Abanou a cabeça e respondeu-me, não olhando na minha direcção mas na dos vidros da janela:

— Ele não o deve fazer… estou mesmo certo de que o não fará… Não basta que um padre seja feio…

— Mas se tu o tivesses visto! — interrompi.

— … que seja monstruoso, se quiseres, para que faça uma coisa semelhante. Não é menos verdade que tudo pode acontecer — acrescentou vivamente com um sorriso.

— Então achas que não devo ter medo?

— Acho… até mesmo porque nada podes fazer… isso não depende de ti!

— É bom de dizer! Tem-se medo porque se tem medo… é mais forte do que nós!

Teve de repente um gesto afectuoso, um dos seus gestos. Pôs-me uma mão no pescoço, sacudiu-me rindo e dizendo:

— Tu não tens medo, pois não?

— Mas se te disse que tenho!

— Tu não tens medo!És uma mulher corajosa.

— Asseguro-te que tenho um medo horrível; é tão verdade que me deitei e só me levantei dois dias depois.
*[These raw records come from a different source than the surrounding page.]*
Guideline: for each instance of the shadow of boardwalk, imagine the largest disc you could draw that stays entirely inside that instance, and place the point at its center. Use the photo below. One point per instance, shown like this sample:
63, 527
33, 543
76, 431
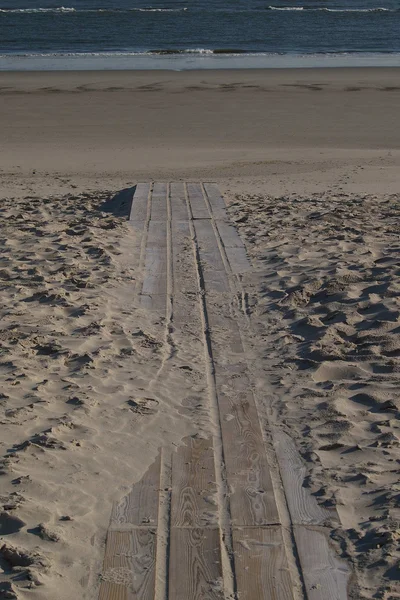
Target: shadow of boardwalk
120, 204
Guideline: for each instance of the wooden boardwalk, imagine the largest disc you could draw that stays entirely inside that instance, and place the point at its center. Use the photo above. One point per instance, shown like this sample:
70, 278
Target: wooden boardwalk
205, 521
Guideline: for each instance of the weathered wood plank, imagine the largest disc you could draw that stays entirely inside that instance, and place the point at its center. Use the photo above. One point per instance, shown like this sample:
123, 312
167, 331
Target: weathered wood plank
140, 506
212, 265
157, 235
155, 267
193, 500
325, 576
155, 302
138, 213
229, 235
217, 202
261, 566
195, 565
304, 508
179, 210
159, 202
252, 497
113, 591
197, 202
238, 260
129, 565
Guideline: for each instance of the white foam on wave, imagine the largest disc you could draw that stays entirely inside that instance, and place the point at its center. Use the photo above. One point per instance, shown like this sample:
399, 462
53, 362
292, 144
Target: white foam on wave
40, 10
64, 9
325, 9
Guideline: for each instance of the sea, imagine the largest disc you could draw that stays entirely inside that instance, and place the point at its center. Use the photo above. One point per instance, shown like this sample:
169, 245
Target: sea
187, 34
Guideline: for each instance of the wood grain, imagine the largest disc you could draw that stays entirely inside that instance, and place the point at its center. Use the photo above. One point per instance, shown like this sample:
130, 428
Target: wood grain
197, 202
159, 202
304, 508
140, 506
112, 591
252, 497
155, 267
229, 235
129, 565
261, 567
195, 565
178, 202
212, 265
325, 576
216, 201
194, 501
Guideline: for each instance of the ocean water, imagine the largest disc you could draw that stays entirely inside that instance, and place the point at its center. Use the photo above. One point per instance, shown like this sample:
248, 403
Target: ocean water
125, 32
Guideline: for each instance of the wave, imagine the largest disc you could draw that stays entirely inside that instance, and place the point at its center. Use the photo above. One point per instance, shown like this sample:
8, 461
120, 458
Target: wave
64, 9
33, 10
324, 9
67, 10
230, 51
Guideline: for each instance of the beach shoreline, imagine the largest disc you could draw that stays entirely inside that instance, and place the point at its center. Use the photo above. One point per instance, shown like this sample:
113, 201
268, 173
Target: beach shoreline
101, 130
308, 161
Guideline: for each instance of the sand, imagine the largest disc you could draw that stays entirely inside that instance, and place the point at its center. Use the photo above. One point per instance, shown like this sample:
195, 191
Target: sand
308, 161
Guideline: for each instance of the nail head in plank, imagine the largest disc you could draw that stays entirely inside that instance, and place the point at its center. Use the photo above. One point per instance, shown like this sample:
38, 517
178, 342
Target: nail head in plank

— Sim… mas em seguida vieste ter comigo e contaste-me a coisa com a maior tranquilidade… Tu não sabes o que é ter medo!

— E que posso eu fazer? — perguntei, sorrindo sem querer. — Não posso começar a gritar de medo!

— Tu não tens medo!

Houve um momento de silêncio. Depois perguntou-me com uma entoação particular que me surpreendeu:

— E o teu amigo… chamemos-lhe assim, esse Sonzogne, que tipo tem?

— É um tipo como há tantos — disse vagamente. Nesse momento nada encontrava para dizer de Sonzogne.

— Mas como é? Descreve-mo!

— Porquê? Queres mandá-lo prender? — disse-lhe rindo. Lembra-te de que me engavetavam também a mim. — Depois acrescentei: — É alourado… baixo… largo de ombros… com uma cara pálida, olhos azuis… nada de especial, em suma. A única coisa que ele tem de diferente é ser muito forte.

— Muito forte?

— Quando se vê não se acredita. Mas se se lhe toca num braço, parece de ferro.

Como via que me escutava com interesse, contei-lhe o incidente passado com Gino e Sonzogne. Não fez comentários, mas quando acabei perguntou-me:

— E julgas que Sonzogne tenha premeditado o crime, quero dizer, que o tenha preparado e executado a frio?

— De maneira nenhuma! — disse-lhe. — Ele nunca premedita coisa alguma. Um momento antes de atirar Gino ao chão provavelmente nem pensava em fazê-lo. Deve ter acontecido o mesmo com o ourives.